Figure 9: Autonomous replanning for survival, with the agent adaptively switching objectives in response to environmental changes.
Figure 10: Multi-stage tactical planning, with the agent chaining and adapting plans in response to threats.
Figure 11: Failure case where the agent's plan is correct in intent but fails in execution due to missing precondition checks.
Planning Cost Penalty Ablation
Ablation studies on planning cost penalties show that increasing the penalty reduces planning frequency and plan length, but normalized task performance remains largely unaffected after sufficient training. This suggests that, as agents become more proficient, much of the necessary reasoning becomes internalized, reducing reliance on explicit plan generation.
Figure 12: Training with different planning cost penalties; agents adapt by reducing planning frequency and plan length, but final scores are robust.
Implications and Future Directions
This work demonstrates that dynamic, learned allocation of test-time compute for planning is essential for efficient and effective LLM agents in sequential decision-making tasks. The findings challenge the prevailing use of always-plan (ReAct-style) strategies, showing that intermediate, context-dependent planning frequencies are superior. The two-stage SFT+RL methodology is critical for enabling this behavior, especially for models at moderate scale.
The ability to steer planning agents with human-written plans has significant implications for controllability and safety in agentic systems. However, persistent late-game bottlenecks and execution failures highlight the need for further advances in plan grounding, verification, and hierarchical skill acquisition.

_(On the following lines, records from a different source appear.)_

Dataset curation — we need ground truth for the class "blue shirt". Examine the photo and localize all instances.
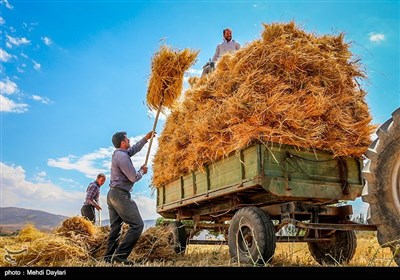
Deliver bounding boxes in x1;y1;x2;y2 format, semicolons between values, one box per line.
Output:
83;181;100;206
110;138;147;191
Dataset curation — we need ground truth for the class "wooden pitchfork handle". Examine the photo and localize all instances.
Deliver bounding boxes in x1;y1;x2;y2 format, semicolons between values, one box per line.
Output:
144;100;163;166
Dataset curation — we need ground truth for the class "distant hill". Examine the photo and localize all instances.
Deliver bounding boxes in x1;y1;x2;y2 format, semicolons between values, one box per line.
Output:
0;207;68;233
0;207;156;235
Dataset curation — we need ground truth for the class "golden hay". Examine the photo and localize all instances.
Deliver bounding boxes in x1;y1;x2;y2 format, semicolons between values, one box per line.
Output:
152;22;376;187
16;224;45;242
15;235;90;266
130;226;178;262
146;46;198;110
54;216;96;236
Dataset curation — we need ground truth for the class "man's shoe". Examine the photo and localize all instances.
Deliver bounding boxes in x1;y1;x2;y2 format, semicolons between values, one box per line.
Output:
103;256;111;263
112;256;133;265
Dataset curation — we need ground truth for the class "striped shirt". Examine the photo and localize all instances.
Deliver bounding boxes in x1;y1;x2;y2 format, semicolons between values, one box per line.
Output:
110;138;147;191
212;39;240;62
84;181;100;206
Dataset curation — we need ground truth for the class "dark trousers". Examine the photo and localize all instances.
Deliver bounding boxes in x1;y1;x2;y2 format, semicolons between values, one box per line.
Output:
81;204;96;224
105;188;144;260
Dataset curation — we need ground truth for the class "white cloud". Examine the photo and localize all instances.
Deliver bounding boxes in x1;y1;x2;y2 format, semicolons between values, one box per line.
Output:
32;94;50;104
6;35;31;46
0;49;13;62
0;162;84;216
0;162;159;220
0;0;14;10
47;135;158;178
41;36;53;46
0;94;28;113
32;60;41;71
0;77;18;95
368;32;385;43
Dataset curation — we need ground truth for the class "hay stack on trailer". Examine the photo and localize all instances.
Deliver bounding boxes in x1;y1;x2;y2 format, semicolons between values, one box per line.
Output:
150;22;375;188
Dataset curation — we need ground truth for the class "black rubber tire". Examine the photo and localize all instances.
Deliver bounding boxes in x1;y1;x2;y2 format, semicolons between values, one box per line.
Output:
228;207;276;265
307;230;357;265
167;221;187;254
362;108;400;266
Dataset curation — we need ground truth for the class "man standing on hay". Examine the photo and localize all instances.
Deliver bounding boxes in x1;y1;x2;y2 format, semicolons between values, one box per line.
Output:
212;28;240;63
81;173;106;224
104;131;155;265
201;28;241;77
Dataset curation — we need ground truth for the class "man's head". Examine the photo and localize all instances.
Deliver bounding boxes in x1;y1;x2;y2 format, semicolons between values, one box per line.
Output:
112;131;131;149
96;173;106;187
222;28;232;42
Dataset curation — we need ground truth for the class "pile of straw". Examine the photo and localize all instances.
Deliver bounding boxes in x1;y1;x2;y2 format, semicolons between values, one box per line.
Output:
146;46;198;110
130;226;179;263
152;22;375;187
0;216;177;266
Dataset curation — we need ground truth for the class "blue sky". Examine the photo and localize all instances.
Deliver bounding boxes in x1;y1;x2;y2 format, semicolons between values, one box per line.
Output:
0;0;400;222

Future research should investigate scaling these methods to larger models, more diverse environments, and more sophisticated compute allocation mechanisms. Integrating explicit plan verification, hierarchical planning, and richer forms of human-agent collaboration are promising directions.
Conclusion
The paper establishes that dynamic planning—learning when to allocate test-time compute for explicit reasoning—is critical for LLM agents in complex, sequential environments. Always-plan and never-plan strategies are both suboptimal; instead, agents must learn to plan at contextually appropriate times. The proposed SFT+RL pipeline enables this capability, yielding agents that are more sample efficient, more controllable, and better able to solve long-horizon tasks. These results have direct implications for the design of scalable, efficient, and safe agentic systems based on LLMs.